It was a startling declaration from any golfer, much less someone en route to his 20th career top-12 finish in a major championship.
“I’m not good enough. I don’t have the thing I need to have,” Sergio Garcia told Spanish reporters after a third-round 75 at Augusta National Golf Club dropped him to a tie for 19th in last year’s Masters after he had started the day one shot off the lead. “In 13 years, I’ve come to the conclusion that I need to play for second or third place. … In any major.
“I’m not good enough,” he continued. “I had my chances and opportunities and I wasted them. I have no more options. I wasted my options. … Tell me something I can do.”
Frustration from a bad day? Certainly. Yet after finishing tied for 12th the next day, Garcia didn’t back down when the media pressed him on it and wondered whether his major surrender was somehow lost in translation.
“Do you think I lie when I talk?” he said. “Everything I say, I say it because I feel it. If I didn’t mean it, I couldn’t stand here and lie like a lot of the guys do. If I felt like I could win, I would do it.
“Unfortunately at the moment, unless I get really lucky in one of the weeks, I can’t really play much better than I played this week, and I’m
going to finish 13th or 15th.”
What did he think he was missing?
“Everything,” he said.
Garcia clearly isn’t missing “everything.” Still only 33 and ranked 17th in the world, Garcia has had a remarkable major history in 57 career starts. Since chasing after Tiger Woodsas a rookie in the 1999 PGA Championship, the phenom once dubbed “El Niño” has been an ongoing tale of promise and heartbreak.
His leaping scissor-kick as he ran up the fairway after his memorable shot from behind a tree on the 70th hole of Medinah is the lasting image of that young promise that brought him to the brink of so many major championships (nine top-5 finishes) and earned him 23 official wins on the PGA, European and Asian tours.

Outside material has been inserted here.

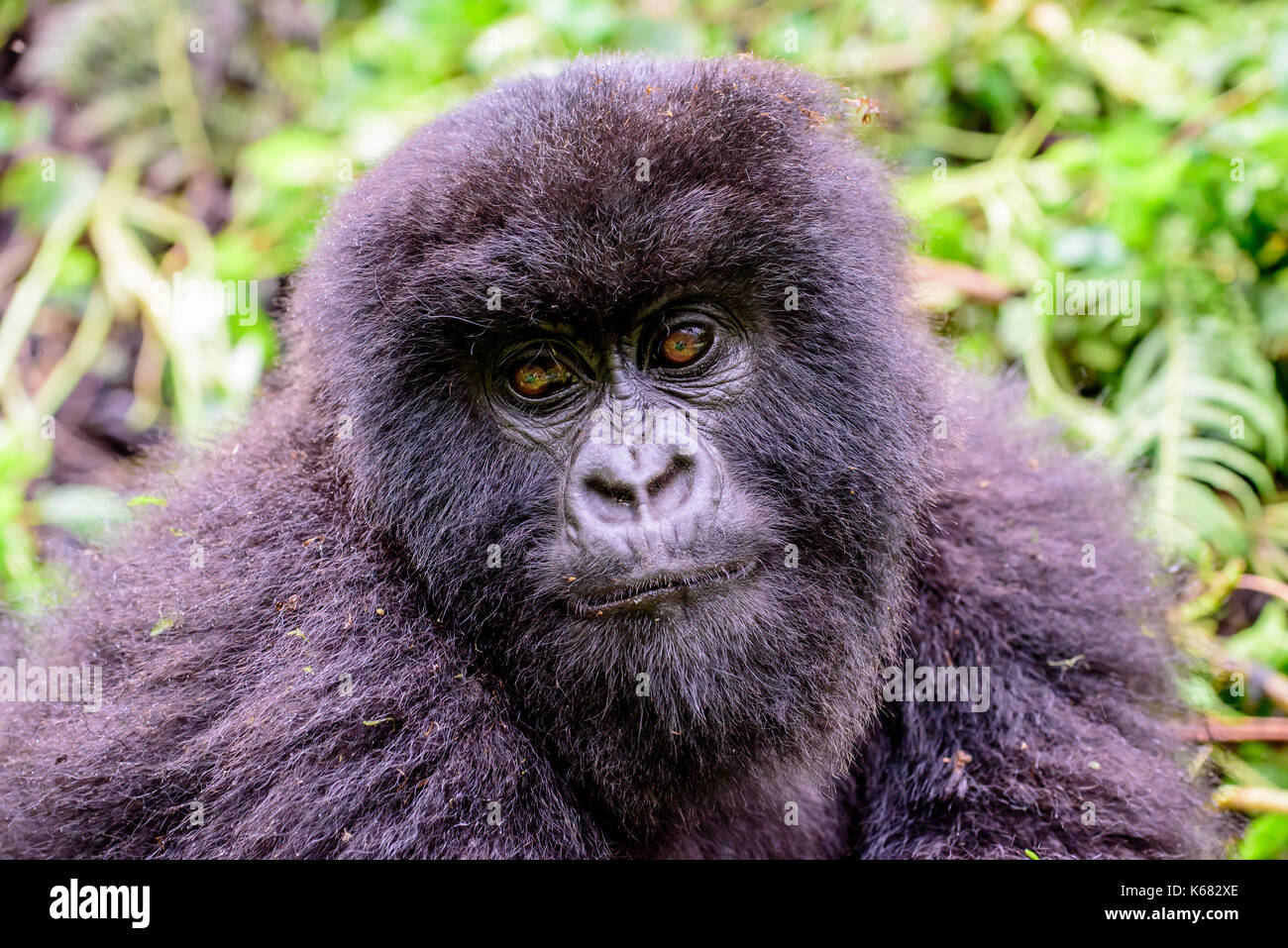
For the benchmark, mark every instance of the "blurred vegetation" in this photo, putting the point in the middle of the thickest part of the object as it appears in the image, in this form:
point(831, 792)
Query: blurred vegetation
point(146, 140)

But his youthful enthusiasm has been overshadowed more recently by darker thoughts. The frustration of such high expectations builds up thick layers of scar tissue.
“I think obviously there was some frustration in there after kind of playing my way out of the Masters on Saturday,” Garcia said a month after his Masters statement. “And then a little bit, I don’t know, you may call it reality. I’ve been out here for 13 years, played every major since I’ve been a pro other than the U.S. Open in ‘99. So, you know, it’s just been one of those things when sometimes I have played, I have played myself out of it and sometimes I have gotten beaten. It just feels like it’s taken a long time, and you know … I don’t know.”
Emotions have always been a big part of Garcia’s game. It’s what makes him such a powerful Ryder Cup player. But his moods can also wear on his confidence and take the joy out of the game.
“There’s definitely moments where it is a grind,” he said. “Like everything in life, there’s moments where things seem to happen easily and there’s moments where things just don’t want to happen. I think it happens in all aspects of your life, not only in golf. I think that’s the beauty of this game. That’s why we love it so much. If it was easy, and then you would probably get tired of playing it.”
Garcia has emerged from a career slump and is playing some of his best golf since 2008, when he won the Players Championship. Back-to-back wins in Spain near the end of 2011 foreshadowed a solid 2012 season in which he snapped a four-year drought on the PGA Tour with a win in Greensboro and ended the year with a victory in Malaysia.